Poichè la storia non presenta ricette pre-confezionate, ma le distilla in un processo continuo, la strada del cambiamento è piena di errori costosi e dolorosi.
Assorbita quasi del tutto la scomparsa della dicotomia destra –sinistra, la ricerca di una via d’uscita a ogni costo, da una situazione insopportabile di massa, mette in discussione questioni che fino ad ora si davano per scontate: democrazia, rappresentatività, regole e costituzioni, sovranità, suffragio universale,territorio,....
Se la globalizzazione ha portato precarietà; se la costruzione di uno stato federale acuisce le insofferenze nazionali, se i “poteri egemoni” non si curano della qualità della vita dei popoli....

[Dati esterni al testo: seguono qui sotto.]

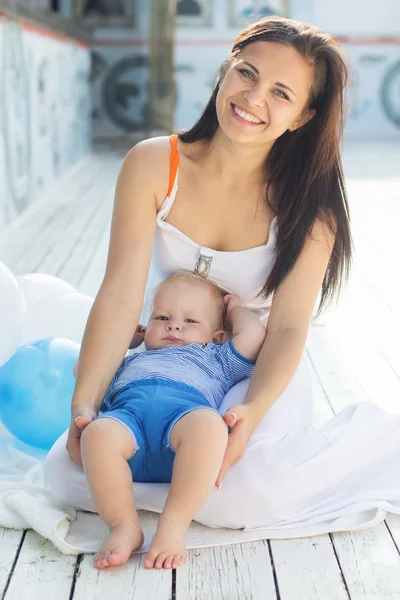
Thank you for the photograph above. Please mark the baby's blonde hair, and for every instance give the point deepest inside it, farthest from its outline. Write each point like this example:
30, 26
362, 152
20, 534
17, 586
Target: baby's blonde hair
215, 291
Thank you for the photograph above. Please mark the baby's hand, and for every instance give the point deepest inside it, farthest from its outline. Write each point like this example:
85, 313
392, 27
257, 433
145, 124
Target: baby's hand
231, 301
138, 338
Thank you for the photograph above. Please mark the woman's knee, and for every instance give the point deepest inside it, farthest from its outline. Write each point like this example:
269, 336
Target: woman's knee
56, 467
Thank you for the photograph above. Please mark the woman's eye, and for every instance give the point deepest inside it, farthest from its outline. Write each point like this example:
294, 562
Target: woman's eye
281, 94
243, 71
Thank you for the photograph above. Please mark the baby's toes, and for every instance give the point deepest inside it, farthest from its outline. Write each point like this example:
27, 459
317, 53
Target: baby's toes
101, 560
168, 561
160, 560
178, 561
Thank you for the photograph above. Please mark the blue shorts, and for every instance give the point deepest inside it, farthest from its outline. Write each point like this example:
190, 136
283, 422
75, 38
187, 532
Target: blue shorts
149, 408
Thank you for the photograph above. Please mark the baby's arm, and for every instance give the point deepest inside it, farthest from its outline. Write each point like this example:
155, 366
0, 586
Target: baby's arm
248, 333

Allora sarà vero il contrario: evviva la sovranità nazionale; abbasso le regole della economia che sembrano fatte apposta per sudditi e non per cittadini; abbasso le regole in cui le vecchie oligarchie costringevano i popoli....
Soltanto che i popoli non parlano che con la voce delle moltitudini e hanno bisogno di capaci portavoce; che le sovranità nazionali cozzano contro la tecnologia che le rende obsolete; che i portavoce – come nelle aziende a azionariato diffuso – diventano i veri padroni; che la cornice capitalistico – finanziaria non è intaccata da questi sussulti e li ignora, non avendo preferenze per nessun insieme di regole politiche e tutte le accetta, se le sue regole sono rispettate....
Il marasma globale si accanisce come sempre sulle aree di debolezza.
Lo sviluppo scriteriato del dogma capitalistico ha innescato una spirale perversa ambientale e sociale che accelera cambiamenti, spostamenti di popolazioni, paure e sciovinismi, difese identitarie e lotte esistenziali che contrappongono miserie insopportabili a quelle che ancora si credono difese dal peggio.
Così in Europa la crisi di regole della convivenza e della trasformazione, colpiscono con più forza le aree del sud. Non esiste più l’Europa sognata ma almeno tre Europe che non si amano ma si sopportano e che, ciascuna per conto proprio, sta facendo i conti con le proprie difficoltà e con i dubbi sociali sulla  validità dell’esistente, rischiando strade dove si incontrano uomini della provvidenza.
L’Europa di Visegrad, quella a trazione tedesca e quella del sud. Sono tre europe (tutte deboli) collegate da zone di sovrapposizione che fungono da cartilagini, che prima o poi evolveranno in un senso o nell’altro.
Per rimanere in casa, a me sembra evidente che lo scontro riguardi oramai le basi costituzionali della convivenza, che trovano radice nel subbuglio che coinvolge tutta l’Europa e in certi modi, tutto l’occidente.
La nostra Costituzione, avanzatissima nella enunciazione democratica dei principi e normale nella definizione dei poteri istituzionali, non appare più come la legge fondamentale dello Stato e non può esserlo, perchè contiene in sè due principi contrastanti: il diritto di scelta  del popolo sovrano e la sua mitigazione secondo regole estranee al dominio popolare assoluto, secondo la visione violentemente populista della Lega e a quella oscillante, ma formalmente solida,di assemblearismo del M5S .
La crisi istituzionale nasce dal braccio di ferro preteso da Salvini e da Mattarella come prova di forza.
Sarebbe stato possibile abbandonare la pretesa di Savona ministro, o sottoscriverla. Nessuna delle due parti poteva accettare questo risultato. Le istanze di Mattarella e di Salvini (non di Di Maio che, secondo me, avrebbe accettato ogni soluzione)sono contrapposte: Mattarella deve difendere le regole di una oligarchia italiana che ha sposato quella  dominante. Salvini, utilizzando la visione di un potere assoluto della volontà popolare, vuole la nascita di una oligarchia diversa.
In tutto questo, come al solito, il popolo non c’entra e alla fine andrà di mezzo.